Clinical observations showed no signs of adverse effects with the exception of a decrease in body weight gain and final body weight in both sexes at the higher doses. The major toxicological findings were limited to the liver, spleen and caecum at the 1750 and/or 2500 mg/Kg bw/day doses. The liver showed minimal to slight liver cell hypertrophy (enlargement) and alterations in associated biochemical parameters. At 1000 mg/Kg bw/day, there was a slight increase in liver enzymes but not judged to be sufficient for toxicity. The spleen showed a slight to moderate increase in the normal degree of haemosiderosis (iron accumulation) and the caecum showed a minimal epithelial hyperplasia only at 2500 mg/Kg bw/day. Urinary pH was decreased in a dose related manner in both sexes which was likely due to acidic metabolites being excreted in the urine and may have been related to the decreased elimination of sodium and potassium at the 1750 and 2500 mg/Kg bw/day doses only. Most importantly all treatment related affects were reversible or showed tendency to reverse in the 2500 mg/Kg bw/day day 4 week recovery group.

 

No findings of toxicological importance were detected in this study at a dosage of 1000 mg/Kg bw/day or below.

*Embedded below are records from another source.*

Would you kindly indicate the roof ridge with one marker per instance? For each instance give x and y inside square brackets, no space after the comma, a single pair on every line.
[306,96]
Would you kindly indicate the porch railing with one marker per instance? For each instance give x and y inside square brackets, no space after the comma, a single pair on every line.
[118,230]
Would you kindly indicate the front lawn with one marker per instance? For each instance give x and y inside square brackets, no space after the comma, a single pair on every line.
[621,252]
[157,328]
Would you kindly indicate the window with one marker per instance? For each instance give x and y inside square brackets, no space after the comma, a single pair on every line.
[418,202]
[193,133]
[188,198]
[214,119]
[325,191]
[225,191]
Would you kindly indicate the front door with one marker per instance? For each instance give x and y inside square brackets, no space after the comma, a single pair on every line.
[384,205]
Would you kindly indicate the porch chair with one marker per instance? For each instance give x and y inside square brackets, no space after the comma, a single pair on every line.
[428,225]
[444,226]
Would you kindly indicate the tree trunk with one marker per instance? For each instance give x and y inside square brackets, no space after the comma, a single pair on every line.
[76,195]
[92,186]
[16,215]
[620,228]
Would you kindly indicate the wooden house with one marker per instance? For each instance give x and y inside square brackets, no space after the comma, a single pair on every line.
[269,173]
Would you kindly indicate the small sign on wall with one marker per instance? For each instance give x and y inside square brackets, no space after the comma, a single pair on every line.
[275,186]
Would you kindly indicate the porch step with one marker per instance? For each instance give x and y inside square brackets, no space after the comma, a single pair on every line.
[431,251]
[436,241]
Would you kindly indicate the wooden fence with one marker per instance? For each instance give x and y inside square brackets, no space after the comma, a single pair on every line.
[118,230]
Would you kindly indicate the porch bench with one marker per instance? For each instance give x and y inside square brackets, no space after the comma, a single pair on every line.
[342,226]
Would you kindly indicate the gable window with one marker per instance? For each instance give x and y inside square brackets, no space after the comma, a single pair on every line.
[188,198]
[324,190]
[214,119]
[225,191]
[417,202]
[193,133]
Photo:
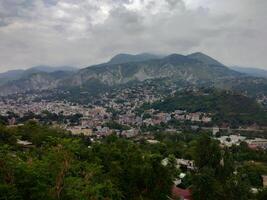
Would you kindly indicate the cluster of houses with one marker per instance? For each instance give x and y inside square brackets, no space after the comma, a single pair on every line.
[256,143]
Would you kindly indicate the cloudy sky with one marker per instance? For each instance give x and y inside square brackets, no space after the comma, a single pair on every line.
[85,32]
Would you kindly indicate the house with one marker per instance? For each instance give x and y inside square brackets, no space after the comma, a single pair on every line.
[264,181]
[184,194]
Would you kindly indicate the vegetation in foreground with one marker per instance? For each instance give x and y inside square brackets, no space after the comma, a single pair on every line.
[59,166]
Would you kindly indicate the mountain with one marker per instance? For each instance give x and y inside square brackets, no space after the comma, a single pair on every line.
[195,68]
[175,66]
[49,69]
[204,58]
[127,58]
[251,71]
[12,75]
[225,106]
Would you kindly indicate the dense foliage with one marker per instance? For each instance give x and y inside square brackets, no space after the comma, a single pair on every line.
[57,166]
[226,106]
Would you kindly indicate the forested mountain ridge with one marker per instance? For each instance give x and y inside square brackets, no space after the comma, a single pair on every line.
[195,69]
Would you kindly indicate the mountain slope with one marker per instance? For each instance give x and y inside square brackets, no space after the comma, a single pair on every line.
[204,58]
[18,74]
[127,58]
[251,71]
[174,66]
[195,68]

The NOAEL was 1000 mg/Kg bw/day.

In a supporting oral 90-day study (FDRL, 1972; Klimisch score = 2), the test material (Propylene Glycol Dibenzoate) was administered continuously in the diet to FDRL-Wistar derived weanling rats (15/sex/dose) at doses of 0, 100, 500, or 2000 mg/Kg bw/day (equivalent toactual intake of propylene glycol dibenzoate of 126, 633, and 2541 mg/Kg bw/day (combining and averaging box sexes, respectively)) for a period of 90 days. Based on lack of adverse systemic toxicity effects observed in the study, the NOAEL for systemic toxicity was determined to be >2541 mg/Kg bw/day).

Justification for classification or non-classification

Key short-term and supporting sub-chronic oral repeat dose toxicity data is available for propylene glycol dibenzoate (PGDB). This data is supported by relevant sub-chronic repeat dose toxicity information available from a structural analogue Dipropylene glycol dibenzoate (DPGDB). The justification for read across is presented as an attachment included in Section 13 of the IUCLID dossier.

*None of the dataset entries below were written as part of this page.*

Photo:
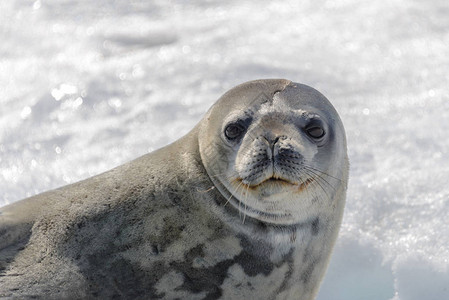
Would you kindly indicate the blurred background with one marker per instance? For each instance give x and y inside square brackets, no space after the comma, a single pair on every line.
[88,85]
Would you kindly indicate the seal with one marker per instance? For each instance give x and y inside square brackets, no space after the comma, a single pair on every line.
[247,205]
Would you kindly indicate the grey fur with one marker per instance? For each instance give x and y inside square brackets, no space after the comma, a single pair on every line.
[159,227]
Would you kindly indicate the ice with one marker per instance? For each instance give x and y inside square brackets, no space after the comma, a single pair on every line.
[86,86]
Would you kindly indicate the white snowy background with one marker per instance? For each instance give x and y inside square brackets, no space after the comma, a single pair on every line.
[88,85]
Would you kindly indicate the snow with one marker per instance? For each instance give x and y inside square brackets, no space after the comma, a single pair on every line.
[86,86]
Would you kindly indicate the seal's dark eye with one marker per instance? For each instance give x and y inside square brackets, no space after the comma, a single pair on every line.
[233,131]
[315,132]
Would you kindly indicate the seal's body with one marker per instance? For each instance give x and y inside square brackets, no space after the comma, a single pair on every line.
[245,206]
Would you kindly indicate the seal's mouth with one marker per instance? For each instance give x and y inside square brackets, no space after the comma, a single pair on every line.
[278,181]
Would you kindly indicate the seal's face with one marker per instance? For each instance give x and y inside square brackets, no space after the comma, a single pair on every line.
[280,156]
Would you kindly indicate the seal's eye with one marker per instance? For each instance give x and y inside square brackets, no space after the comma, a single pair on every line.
[233,131]
[315,132]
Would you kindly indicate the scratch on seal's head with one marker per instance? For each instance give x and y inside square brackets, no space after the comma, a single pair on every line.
[276,150]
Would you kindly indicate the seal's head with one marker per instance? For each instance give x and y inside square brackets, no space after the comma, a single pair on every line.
[276,150]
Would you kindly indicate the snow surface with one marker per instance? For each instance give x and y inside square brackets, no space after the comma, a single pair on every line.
[88,85]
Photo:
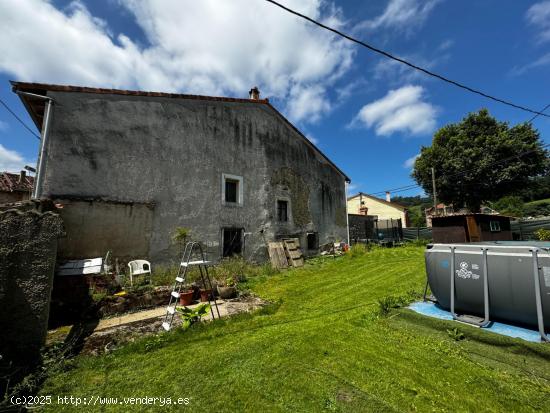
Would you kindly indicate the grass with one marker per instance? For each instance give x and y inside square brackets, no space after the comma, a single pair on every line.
[538,202]
[331,341]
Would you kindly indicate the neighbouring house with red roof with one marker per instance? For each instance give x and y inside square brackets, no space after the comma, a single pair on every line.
[15,187]
[381,209]
[127,168]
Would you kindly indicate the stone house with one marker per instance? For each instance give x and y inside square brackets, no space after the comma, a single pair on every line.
[128,167]
[364,204]
[15,187]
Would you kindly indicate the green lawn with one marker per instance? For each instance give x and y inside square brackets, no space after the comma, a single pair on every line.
[323,346]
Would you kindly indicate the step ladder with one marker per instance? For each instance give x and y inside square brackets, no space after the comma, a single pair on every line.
[466,318]
[191,249]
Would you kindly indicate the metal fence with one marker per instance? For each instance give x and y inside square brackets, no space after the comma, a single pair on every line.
[365,228]
[416,233]
[524,230]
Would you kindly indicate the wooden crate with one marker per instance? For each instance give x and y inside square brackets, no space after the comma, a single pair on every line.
[293,252]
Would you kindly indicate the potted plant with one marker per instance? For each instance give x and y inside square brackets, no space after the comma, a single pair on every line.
[186,296]
[206,294]
[191,316]
[228,288]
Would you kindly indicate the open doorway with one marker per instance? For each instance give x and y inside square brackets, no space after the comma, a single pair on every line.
[232,241]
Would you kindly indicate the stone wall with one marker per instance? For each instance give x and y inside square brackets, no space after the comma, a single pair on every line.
[28,248]
[174,152]
[94,226]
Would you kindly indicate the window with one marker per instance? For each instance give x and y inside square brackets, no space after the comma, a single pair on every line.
[282,211]
[312,241]
[232,189]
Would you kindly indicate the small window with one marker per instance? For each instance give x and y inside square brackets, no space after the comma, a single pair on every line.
[312,241]
[232,189]
[282,211]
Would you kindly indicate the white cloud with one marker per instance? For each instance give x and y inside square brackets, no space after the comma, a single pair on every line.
[404,15]
[308,103]
[11,161]
[538,15]
[312,139]
[352,188]
[204,47]
[409,163]
[401,110]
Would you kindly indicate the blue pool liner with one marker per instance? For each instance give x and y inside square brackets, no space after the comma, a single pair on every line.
[433,310]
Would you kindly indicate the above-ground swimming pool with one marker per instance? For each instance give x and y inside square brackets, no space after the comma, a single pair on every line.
[500,280]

A STOT RE category classification is based on significant toxic effects observed in a 90-day repeated-dose study conducted in experimental animals where the effects are seen in the range 10<C≤100 mg/Kg bw/d. For a 28-day study the guidance values are recommended to be increased by a factor of three such that the range would be 30 < 300 ≤ mg/Kg bw/d. In the OECD 422 study conducted with PGDB, the NOAEL was determiined to be 300 mg/Kg bw/day. Additionally, the NOAEL in the 90-day OECD 408 study conducted with DPGDB was determined to be 1000 mg/Kg bw/day. Taking into consideration the weight of evidence available from the OECD 422 study and the OECD 408 study conducted using structural analogue DPGDB, it is concluded that PGDB does not warrant classification for STOT-RE under the EU Classification, Labelling and Packaging of Substances and Mixtures (CLP) Regulation (EC) No. 1272/2008.